Train a TF-IDF Model (for Training Phase)
Description
Train a TF-IDF model with customizable tokenization and vocabulary pruning.
Usage
train_tfidf_model(
preprocessed_text,
max_features = 10000,
min_df = 2,
max_df = 0.8
)
Arguments
preprocessed_text |
A character vector containing the preprocessed text. |
max_features |
The maximum number of features (terms) to include in the vocabulary. Default is 10000. |
min_df |
Minimum document frequency for terms. Default is 2 (terms must appear in at least 2 documents). |
max_df |
Maximum document frequency as a proportion of documents. Default is 0.8 (terms must appear in less than 80% of documents). |
Details
This function performs the following steps:
1. Tokenizes the preprocessed text into words and removes stopwords. 2. Defines custom stopwords and retains important emotional function words. 3. Creates a vocabulary based on unigrams and trigrams, pruning terms based on document frequency and term count. 4. Builds the TF-IDF sparse matrix for the input text.
Value
A list with the following components:
- tfidf_model
The trained TF-IDF model object.
- vectorizer
The vocabulary vectorizer used in training.
- tfidf_matrix
The TF-IDF sparse matrix representing the text data.
Examples
preprocessed_text <- c("I'm feeling so happy today!", "I feel really excited and hopeful!")

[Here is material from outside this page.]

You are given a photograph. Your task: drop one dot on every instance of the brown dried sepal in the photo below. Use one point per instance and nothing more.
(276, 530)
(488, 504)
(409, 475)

result <- train_tfidf_model(preprocessed_text)
result$tfidf_model # Access the trained TF-IDF model
Tune Random Forest Model Hyperparameters
Description
This function performs hyperparameter tuning for a Random Forest model using grid search. It searches over the grid of 'mtry' (number of variables to consider at each split) and 'ntree' (number of trees in the forest) to find the best model based on training accuracy.
Usage
tune_rf_model(
train_matrix,
train_labels,
mtry_grid = c(5, 10, 20),
ntree_grid = c(100, 200, 300),
seed = 123,
verbose = TRUE
)
Arguments
train_matrix |
A sparse matrix (class 'dgCMatrix') representing the training feature data. |
train_labels |
A factor vector representing the training labels. |
mtry_grid |
A vector of values to search for the 'mtry' parameter (number of variables to consider at each split). Default is 'c(5, 10, 20)'. |
ntree_grid |
A vector of values to search for the 'ntree' parameter (number of trees in the forest). Default is 'c(100, 200, 300)'. |
seed |
A seed value for reproducibility. Default is '123'. |
verbose |
A logical indicating whether to print progress information during the grid search. Default is 'TRUE'. |
Details
The function trains multiple Random Forest models using different combinations of 'mtry' and 'ntree' values, and evaluates their performance based on training accuracy. The hyperparameters that give the highest accuracy are returned as the best parameters. The process uses the 'ranger' package for training the Random Forest model.
Value
A list containing the best hyperparameters ('mtry', 'ntree', and 'accuracy'):
'mtry': The best number of variables to consider at each split.
'ntree': The best number of trees in the forest.
'accuracy': The accuracy achieved by the model with the best hyperparameters.